Inflation pressures in the sector intensified, with input price inflation rising to its highest level since October 2022.

Usamah Bhatti, economist at S&P Global Market Intelligence, said the start of the second quarter had brought "a sharp intensification of price pressures", largely because of rising raw material costs linked to the Middle East war.

Separate Eurostat data showed eurozone retail sales volumes fell 0.1% in March from February, a smaller decline than the 0.3% expected, while sales across the wider European Union rose 0.3%.

German factory orders were stronger, rising 5% month-on-month in March and 6.3% year-on-year, according to Destatis.

Analysts had expected monthly growth of 1%.

Excluding large-scale orders, new orders rose 5.1% to the highest level since February 2023, with electrical equipment up 21.5% and electronic and optical products up 14.4%.

Foreign orders increased 5.6%, including a 10.1% jump in orders from the eurozone, while domestic orders rose 4%.

In the UK, construction output recorded its steepest decline since November 2025 as higher input prices linked to the Middle East conflict weighed on activity.

The S&P Global construction PMI fell to 39.7 in April from 45.6 in March, the weakest reading for five months.

Civil engineering saw the sharpest fall, followed by housebuilding, while new business declined at the fastest pace since November 2025.

Tim Moore, economics director at S&P Global Market Intelligence, said input cost inflation had accelerated rapidly across the UK construction sector.

"Aside from the post-pandemic surge in input prices from early-2021 to mid-2022, the latest rise in purchasing costs was the steepest in three decades of data collection," he said.

Moore added that subdued demand, fragile investment sentiment, elevated borrowing costs and uncertainty over the Middle East conflict were weighing on confidence.

Sweden's Riksbank left its key interest rate unchanged at 1.75%, as expected, while it assessed the impact of the Iran war on inflation.

The central bank said inflation was currently below target and recent outcomes had been clearly lower than its March forecast, giving it scope to wait for a clearer picture of the effects of the war and related supply shocks.

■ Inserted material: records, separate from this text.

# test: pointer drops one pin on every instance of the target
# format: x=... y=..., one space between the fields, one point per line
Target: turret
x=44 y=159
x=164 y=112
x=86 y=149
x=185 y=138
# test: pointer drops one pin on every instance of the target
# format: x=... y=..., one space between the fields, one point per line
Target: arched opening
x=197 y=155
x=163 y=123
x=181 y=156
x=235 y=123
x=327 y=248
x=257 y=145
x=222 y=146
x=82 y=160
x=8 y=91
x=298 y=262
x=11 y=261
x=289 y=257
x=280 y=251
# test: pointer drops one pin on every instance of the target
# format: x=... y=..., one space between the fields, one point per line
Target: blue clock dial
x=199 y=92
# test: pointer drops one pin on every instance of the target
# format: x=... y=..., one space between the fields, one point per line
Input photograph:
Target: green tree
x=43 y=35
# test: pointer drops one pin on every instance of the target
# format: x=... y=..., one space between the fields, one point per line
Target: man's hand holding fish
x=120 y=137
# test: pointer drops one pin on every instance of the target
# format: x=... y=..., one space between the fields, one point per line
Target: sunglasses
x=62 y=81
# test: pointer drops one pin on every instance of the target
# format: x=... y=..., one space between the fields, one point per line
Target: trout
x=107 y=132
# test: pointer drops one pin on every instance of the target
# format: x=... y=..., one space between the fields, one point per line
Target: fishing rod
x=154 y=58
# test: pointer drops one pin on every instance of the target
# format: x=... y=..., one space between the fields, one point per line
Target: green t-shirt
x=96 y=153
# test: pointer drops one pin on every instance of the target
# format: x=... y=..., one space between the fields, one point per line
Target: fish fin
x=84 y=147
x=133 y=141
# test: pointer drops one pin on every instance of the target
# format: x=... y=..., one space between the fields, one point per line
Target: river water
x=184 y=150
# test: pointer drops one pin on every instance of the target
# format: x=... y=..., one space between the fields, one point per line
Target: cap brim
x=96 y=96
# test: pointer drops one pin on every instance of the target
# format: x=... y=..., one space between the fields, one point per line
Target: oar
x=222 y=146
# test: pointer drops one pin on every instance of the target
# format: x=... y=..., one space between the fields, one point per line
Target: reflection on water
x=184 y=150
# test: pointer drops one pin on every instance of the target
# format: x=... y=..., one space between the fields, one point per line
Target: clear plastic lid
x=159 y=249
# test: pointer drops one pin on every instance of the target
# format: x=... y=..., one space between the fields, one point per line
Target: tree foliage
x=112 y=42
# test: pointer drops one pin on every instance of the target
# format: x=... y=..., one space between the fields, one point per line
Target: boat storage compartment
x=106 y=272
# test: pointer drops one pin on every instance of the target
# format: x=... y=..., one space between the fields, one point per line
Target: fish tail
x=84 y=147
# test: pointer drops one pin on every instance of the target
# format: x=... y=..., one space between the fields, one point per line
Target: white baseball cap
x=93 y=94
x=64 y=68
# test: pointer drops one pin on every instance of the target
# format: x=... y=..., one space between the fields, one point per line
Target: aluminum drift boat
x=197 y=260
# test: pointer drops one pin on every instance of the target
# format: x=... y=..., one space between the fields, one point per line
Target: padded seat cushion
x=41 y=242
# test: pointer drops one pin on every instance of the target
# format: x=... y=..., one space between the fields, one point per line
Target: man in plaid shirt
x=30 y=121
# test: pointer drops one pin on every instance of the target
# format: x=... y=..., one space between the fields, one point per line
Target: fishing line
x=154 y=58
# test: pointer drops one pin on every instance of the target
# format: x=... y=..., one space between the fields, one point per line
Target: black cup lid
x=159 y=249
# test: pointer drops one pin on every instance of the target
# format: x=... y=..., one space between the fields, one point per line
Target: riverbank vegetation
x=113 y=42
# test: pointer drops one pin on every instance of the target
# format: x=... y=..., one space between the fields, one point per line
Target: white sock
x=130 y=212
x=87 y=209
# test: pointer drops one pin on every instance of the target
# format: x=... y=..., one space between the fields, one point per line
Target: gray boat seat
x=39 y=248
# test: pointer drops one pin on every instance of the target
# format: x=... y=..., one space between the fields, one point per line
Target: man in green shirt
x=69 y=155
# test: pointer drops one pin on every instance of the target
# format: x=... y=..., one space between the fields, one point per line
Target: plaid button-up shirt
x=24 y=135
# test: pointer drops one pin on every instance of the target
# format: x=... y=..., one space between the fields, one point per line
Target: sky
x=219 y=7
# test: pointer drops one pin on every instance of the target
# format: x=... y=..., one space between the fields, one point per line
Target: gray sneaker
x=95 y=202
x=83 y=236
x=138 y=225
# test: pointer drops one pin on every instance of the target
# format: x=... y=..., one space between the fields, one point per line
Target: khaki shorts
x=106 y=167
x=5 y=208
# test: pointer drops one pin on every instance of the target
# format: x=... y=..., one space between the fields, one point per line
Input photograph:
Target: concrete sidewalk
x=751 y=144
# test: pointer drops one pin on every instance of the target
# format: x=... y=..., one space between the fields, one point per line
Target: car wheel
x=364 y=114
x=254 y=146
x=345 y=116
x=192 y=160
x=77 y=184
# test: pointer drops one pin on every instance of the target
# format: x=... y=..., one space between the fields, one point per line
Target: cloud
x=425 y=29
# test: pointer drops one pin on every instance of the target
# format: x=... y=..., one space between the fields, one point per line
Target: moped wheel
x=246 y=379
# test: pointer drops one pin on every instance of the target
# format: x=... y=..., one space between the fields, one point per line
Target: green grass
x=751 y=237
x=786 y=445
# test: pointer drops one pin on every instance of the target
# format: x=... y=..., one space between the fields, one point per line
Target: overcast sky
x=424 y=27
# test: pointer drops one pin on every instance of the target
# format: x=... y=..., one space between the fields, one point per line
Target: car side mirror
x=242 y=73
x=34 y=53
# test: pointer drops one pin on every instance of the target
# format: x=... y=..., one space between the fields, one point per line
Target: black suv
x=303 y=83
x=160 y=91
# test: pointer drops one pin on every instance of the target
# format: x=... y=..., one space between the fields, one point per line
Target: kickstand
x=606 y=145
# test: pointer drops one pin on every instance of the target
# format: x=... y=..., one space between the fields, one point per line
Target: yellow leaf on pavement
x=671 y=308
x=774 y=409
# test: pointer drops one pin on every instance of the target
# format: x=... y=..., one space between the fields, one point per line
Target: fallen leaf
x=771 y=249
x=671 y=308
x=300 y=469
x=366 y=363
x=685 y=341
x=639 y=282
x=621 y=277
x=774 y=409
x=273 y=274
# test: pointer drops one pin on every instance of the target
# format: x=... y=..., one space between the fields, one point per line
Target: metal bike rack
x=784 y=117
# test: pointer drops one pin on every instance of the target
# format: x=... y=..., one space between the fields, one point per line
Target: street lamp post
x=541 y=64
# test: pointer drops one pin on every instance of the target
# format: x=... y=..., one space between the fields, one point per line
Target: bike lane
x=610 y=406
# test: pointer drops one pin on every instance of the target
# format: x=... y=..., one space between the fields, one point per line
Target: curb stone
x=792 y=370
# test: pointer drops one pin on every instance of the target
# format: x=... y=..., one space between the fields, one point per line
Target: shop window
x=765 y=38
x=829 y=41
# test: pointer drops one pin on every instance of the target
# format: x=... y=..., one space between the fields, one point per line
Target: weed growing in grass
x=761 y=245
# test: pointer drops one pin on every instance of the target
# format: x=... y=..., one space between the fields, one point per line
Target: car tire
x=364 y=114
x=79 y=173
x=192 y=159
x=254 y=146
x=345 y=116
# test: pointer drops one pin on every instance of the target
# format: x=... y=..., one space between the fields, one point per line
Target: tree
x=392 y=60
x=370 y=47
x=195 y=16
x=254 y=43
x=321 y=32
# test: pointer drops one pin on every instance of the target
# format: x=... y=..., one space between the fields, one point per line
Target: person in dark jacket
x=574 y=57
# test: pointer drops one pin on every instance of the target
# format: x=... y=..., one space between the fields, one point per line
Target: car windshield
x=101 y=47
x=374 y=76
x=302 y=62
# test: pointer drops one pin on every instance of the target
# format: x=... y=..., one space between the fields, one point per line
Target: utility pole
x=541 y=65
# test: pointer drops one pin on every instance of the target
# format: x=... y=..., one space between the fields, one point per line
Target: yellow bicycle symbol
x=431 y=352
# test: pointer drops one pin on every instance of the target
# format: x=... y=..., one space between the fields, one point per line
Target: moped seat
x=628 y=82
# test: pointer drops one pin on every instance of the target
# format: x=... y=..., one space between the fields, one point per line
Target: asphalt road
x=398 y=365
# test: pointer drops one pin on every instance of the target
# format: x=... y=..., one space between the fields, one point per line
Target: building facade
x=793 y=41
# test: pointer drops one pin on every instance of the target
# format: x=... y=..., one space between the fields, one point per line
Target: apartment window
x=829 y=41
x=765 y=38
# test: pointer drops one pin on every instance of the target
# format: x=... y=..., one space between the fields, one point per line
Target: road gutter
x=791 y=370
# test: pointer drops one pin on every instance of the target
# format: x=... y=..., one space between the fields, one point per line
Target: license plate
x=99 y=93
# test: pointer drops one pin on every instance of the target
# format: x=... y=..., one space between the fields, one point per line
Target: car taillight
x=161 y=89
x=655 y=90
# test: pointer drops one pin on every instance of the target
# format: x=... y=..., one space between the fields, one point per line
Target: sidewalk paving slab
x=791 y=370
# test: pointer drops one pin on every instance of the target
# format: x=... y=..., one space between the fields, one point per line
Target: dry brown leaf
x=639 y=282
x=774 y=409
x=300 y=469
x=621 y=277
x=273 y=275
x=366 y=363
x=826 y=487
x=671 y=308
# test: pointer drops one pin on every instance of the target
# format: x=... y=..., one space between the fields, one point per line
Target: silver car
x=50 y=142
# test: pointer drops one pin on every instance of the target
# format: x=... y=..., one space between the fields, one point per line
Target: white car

However, it said a broad and persistent inflation upturn caused by the conflict would require a rate rise.

Norges Bank surprised markets by raising its key deposit rate to 4.25% from 4.0%, pointing to "substantial uncertainty" around the outlook and inflation that remained too high.

Governor Ida Wolden Bache said the committee judged it appropriate to raise rates because inflation had run above target for several years.

ING, which had expected the hike, said a hold was now more likely in June, although risks remained on the hawkish side.

Zealand Pharma clings to most gains, Campari in the red

In equity markets, Zealand Pharma rose 9.45%, giving back some earlier gains but still closing sharply higher despite reporting a first-quarter loss.

Davide Campari Milano slumped 14.45% after its full-year guidance underwhelmed investors.

The Italian drinks group said it expected underlying sales growth of around 3%, in line with the growth achieved in 2025.

Lanxess fell 5.59% after the German specialty chemicals group's first-quarter results.

Munnelly said the clearest drag on London had come from the oil majors, with Shell and BP weaker as crude prices retreated.

"That reaction shows how quickly the market has shifted from rewarding oil exposure to questioning whether the peak in geopolitical risk premia has passed," he said.

"If a US-Iran deal reduces the probability of a prolonged Middle East supply shock, then the earnings tailwind for oil majors becomes less powerful, even if the companies themselves continue to generate strong cash flow.

"For the FTSE 100, that matters because energy has been one of the index's main stabilisers during recent volatility."